Few-Shot Class-Incremental Learning with Prior Knowledge

Wenhao Jiang,Duo Li,Menghan Hu,Guangtao Zhai,Xiaokang Yang,Xiao-Ping Zhang
2024-02-02
Abstract:To tackle the issues of catastrophic forgetting and overfitting in few-shot class-incremental learning (FSCIL), previous work has primarily concentrated on preserving the memory of old knowledge during the incremental phase. The role of pre-trained model in shaping the effectiveness of incremental learning is frequently underestimated in these studies. Therefore, to enhance the generalization ability of the pre-trained model, we propose Learning with Prior Knowledge (LwPK) by introducing nearly free prior knowledge from a few unlabeled data of subsequent incremental classes. We cluster unlabeled incremental class samples to produce pseudo-labels, then jointly train these with labeled base class samples, effectively allocating embedding space for both old and new class data. Experimental results indicate that LwPK effectively enhances the model resilience against catastrophic forgetting, with theoretical analysis based on empirical risk minimization and class distance measurement corroborating its operational principles. The source code of LwPK is publicly available at: \url{
Machine Learning,Artificial Intelligence
What problem does this paper attempt to address?

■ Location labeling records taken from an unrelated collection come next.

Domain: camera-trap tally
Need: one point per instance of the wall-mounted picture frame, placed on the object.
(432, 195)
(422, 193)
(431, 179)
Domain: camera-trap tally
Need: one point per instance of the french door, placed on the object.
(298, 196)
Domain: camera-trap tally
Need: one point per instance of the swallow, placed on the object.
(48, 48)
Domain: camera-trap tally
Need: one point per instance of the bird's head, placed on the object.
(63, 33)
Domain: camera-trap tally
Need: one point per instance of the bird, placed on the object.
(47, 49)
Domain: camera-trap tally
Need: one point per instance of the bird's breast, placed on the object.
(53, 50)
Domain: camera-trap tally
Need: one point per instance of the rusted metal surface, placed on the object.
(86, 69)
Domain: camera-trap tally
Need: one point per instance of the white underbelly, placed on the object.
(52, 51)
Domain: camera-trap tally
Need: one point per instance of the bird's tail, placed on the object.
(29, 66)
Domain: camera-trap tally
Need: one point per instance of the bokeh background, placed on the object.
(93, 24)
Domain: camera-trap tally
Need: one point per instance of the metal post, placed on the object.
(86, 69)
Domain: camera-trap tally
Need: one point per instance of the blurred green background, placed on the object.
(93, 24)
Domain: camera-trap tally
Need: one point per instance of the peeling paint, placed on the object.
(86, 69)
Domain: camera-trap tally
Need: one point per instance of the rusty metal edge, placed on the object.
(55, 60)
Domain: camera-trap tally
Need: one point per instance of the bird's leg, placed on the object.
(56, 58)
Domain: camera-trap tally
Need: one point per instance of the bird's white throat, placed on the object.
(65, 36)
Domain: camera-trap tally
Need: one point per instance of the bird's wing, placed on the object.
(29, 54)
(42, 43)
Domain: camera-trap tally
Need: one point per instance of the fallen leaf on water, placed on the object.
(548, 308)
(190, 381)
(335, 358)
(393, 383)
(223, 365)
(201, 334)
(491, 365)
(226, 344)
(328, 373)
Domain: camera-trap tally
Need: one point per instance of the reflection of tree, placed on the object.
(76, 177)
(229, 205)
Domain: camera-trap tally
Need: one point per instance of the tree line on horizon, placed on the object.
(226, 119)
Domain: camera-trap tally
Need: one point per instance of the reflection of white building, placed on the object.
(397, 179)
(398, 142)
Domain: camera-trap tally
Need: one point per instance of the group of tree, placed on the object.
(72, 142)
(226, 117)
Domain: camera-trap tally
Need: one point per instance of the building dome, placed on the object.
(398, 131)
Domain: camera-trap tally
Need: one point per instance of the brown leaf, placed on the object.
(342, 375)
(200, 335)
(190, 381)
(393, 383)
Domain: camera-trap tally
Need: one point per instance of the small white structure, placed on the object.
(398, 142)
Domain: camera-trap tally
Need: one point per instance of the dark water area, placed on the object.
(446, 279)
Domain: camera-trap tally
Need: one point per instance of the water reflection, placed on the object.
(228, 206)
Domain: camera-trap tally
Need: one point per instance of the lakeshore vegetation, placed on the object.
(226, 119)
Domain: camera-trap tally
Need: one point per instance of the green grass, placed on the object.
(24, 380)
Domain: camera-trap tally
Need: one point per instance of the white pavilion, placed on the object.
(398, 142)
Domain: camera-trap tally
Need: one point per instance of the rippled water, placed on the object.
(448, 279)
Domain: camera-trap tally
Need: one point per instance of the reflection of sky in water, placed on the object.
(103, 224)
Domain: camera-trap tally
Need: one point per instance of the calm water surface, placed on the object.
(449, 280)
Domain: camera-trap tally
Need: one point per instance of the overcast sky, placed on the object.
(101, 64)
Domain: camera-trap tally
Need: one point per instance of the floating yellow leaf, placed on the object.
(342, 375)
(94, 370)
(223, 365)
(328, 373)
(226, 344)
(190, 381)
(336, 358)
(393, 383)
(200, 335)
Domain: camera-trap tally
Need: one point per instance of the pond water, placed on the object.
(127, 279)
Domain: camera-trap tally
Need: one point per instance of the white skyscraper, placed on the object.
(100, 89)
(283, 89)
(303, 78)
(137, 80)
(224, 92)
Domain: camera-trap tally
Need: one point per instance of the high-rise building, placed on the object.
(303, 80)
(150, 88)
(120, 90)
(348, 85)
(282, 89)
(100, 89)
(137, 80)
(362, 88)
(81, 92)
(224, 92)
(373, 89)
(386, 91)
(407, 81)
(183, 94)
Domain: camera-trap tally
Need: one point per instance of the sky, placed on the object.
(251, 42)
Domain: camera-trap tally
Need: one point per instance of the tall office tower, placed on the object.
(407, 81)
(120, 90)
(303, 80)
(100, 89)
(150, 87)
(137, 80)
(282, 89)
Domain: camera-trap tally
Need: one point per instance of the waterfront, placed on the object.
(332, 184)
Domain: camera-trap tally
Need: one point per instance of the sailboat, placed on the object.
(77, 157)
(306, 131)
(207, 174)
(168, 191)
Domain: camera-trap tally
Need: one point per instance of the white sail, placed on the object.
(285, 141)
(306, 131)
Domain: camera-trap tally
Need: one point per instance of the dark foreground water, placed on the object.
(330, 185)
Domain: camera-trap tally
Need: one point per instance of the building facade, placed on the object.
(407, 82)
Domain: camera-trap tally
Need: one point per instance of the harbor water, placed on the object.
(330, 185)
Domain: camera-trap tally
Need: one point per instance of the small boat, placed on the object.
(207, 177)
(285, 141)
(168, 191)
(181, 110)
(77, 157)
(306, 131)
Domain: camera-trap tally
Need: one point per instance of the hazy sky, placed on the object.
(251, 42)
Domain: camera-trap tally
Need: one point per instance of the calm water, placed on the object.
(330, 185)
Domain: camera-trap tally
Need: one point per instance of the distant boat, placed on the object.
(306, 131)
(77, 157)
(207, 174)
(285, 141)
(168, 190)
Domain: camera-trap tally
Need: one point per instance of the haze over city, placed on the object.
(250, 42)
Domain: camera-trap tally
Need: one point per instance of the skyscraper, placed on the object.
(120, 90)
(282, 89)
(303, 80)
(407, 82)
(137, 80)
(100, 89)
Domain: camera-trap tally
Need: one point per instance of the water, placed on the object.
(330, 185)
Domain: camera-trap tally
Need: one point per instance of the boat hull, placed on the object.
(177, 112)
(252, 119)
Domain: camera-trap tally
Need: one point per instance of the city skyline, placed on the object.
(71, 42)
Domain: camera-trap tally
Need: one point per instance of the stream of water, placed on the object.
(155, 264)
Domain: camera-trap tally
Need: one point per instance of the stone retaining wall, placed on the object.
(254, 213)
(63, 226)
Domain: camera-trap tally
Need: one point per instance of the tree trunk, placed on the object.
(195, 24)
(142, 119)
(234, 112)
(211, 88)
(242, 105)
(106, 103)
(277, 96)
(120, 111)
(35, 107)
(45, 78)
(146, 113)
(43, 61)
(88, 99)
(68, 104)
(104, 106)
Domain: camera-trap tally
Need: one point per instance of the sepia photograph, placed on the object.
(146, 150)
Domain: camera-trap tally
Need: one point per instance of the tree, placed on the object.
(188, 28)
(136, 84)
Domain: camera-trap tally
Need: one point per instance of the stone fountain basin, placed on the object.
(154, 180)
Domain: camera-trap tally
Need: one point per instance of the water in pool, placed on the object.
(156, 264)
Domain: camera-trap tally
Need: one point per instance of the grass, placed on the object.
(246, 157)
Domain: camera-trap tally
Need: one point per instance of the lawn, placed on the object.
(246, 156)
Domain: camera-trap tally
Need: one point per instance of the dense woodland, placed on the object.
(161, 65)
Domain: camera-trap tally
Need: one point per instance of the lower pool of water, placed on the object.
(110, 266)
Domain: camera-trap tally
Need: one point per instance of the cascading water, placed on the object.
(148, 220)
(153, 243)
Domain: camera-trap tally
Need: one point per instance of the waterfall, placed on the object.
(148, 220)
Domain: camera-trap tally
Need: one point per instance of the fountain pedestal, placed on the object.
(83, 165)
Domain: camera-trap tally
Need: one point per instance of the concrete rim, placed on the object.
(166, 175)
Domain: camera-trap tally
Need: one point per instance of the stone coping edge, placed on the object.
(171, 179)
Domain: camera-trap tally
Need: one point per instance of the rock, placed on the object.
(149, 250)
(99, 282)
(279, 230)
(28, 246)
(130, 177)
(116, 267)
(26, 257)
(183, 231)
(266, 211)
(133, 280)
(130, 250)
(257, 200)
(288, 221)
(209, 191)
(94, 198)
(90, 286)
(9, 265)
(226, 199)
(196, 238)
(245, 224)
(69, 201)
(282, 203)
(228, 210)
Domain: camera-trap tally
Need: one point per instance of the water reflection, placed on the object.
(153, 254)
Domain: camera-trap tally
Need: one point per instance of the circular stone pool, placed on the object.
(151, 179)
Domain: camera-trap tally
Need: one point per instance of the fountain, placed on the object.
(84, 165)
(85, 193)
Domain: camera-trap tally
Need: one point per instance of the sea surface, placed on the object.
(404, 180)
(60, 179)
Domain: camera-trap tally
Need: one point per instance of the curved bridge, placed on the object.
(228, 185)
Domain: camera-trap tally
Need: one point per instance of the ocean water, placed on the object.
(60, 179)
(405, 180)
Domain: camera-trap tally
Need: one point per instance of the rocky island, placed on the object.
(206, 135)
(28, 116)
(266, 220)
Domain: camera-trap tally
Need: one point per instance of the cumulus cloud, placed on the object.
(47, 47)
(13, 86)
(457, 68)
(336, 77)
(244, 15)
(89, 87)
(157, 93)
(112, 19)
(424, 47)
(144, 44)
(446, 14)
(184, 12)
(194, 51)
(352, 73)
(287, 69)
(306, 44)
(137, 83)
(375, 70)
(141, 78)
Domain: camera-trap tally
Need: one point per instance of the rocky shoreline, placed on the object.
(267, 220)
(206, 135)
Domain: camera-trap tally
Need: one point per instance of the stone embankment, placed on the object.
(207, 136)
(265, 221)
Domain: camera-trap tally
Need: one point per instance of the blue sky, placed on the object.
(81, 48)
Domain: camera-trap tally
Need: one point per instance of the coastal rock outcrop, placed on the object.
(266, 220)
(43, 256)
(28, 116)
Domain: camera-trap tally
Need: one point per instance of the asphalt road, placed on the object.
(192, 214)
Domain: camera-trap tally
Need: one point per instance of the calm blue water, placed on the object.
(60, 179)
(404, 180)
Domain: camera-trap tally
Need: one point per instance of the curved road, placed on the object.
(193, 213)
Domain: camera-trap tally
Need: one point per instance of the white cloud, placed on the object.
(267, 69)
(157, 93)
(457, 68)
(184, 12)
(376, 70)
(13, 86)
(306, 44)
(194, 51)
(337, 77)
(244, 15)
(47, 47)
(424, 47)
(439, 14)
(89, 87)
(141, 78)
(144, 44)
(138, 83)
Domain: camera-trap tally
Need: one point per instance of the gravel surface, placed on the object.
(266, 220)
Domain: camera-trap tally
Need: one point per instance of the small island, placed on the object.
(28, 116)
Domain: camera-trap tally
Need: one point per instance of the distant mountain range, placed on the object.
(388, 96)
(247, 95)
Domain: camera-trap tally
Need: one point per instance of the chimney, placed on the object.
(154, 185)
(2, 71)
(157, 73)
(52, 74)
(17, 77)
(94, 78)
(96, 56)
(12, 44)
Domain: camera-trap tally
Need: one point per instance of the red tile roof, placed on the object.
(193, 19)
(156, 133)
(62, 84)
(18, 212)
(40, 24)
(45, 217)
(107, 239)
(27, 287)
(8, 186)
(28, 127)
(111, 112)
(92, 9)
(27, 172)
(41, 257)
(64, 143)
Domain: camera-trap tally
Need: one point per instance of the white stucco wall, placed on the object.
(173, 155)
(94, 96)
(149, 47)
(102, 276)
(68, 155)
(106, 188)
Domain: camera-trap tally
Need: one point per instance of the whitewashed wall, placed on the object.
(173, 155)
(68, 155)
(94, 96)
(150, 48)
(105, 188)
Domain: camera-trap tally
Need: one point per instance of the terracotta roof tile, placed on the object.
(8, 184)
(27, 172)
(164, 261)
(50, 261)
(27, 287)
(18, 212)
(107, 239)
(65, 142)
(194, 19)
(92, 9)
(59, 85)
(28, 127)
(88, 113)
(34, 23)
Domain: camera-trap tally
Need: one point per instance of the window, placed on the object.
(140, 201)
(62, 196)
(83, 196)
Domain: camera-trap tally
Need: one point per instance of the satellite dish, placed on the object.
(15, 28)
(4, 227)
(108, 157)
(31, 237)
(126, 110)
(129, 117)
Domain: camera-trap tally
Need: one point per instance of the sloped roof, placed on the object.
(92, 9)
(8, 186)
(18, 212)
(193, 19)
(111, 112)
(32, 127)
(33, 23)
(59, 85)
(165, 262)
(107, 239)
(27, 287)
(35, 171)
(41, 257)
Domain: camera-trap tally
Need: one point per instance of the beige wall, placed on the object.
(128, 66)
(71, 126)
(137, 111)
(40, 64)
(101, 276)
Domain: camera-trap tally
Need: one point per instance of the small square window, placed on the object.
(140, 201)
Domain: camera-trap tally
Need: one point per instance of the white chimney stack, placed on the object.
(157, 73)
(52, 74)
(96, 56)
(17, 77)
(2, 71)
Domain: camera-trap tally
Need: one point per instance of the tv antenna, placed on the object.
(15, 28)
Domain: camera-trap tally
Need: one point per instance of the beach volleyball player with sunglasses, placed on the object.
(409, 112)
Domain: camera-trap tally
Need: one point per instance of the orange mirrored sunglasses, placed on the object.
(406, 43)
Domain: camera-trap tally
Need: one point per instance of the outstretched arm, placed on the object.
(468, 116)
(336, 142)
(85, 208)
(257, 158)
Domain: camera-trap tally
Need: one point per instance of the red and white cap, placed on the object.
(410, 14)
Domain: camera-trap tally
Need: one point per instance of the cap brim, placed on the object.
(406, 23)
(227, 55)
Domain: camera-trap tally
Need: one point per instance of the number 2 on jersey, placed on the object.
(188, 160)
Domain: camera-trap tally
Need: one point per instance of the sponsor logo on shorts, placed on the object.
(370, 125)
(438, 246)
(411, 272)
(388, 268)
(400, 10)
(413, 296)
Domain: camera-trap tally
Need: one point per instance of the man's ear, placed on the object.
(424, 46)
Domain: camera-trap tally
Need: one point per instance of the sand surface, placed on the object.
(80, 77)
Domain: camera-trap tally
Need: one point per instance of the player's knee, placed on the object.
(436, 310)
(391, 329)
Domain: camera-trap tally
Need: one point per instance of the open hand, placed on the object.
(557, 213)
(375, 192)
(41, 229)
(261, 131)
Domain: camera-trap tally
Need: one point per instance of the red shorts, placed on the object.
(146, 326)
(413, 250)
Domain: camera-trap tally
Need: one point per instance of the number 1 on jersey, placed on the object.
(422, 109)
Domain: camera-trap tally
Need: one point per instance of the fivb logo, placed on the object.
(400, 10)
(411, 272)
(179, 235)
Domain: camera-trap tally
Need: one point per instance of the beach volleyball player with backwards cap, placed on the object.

The problems that this paper attempts to solve are the catastrophic forgetting and overfitting problems encountered in few - shot class - incremental learning (FSCIL). Specifically, when the model is trained on a small amount of data of new classes, it is easy to forget the previously learned knowledge, and due to the limited amount of data, the model may overfit these new data. These problems are very common in practical applications, especially in the case where data arrives in a stream, old data may not be reusable, and new data often has labels that are difficult to obtain. To solve these problems, the author proposes a method named "Learning with Prior Knowledge (LwPK)". This method enhances the generalization ability of the pre - trained model by introducing a small part of unlabeled data from subsequent incremental classes as prior knowledge. The specific steps include: 1. **Pseudo - label Generation**: Generate pseudo - labels for unlabeled incremental class samples through a clustering algorithm. 2. **Joint Training**: Train the incremental class samples with pseudo - labels together with the labeled base class samples, thereby effectively allocating the embedding space for old and new classes. 3. **Theoretical Analysis**: Based on empirical risk minimization and inter - class distance measurement, the effectiveness of LwPK is theoretically verified. The experimental results show that LwPK can effectively improve the performance of the model on new classes while reducing the occurrence of catastrophic forgetting. The author conducted experiments on multiple benchmark datasets such as CIFAR100, CUB200, and miniImageNet to verify the effectiveness of LwPK.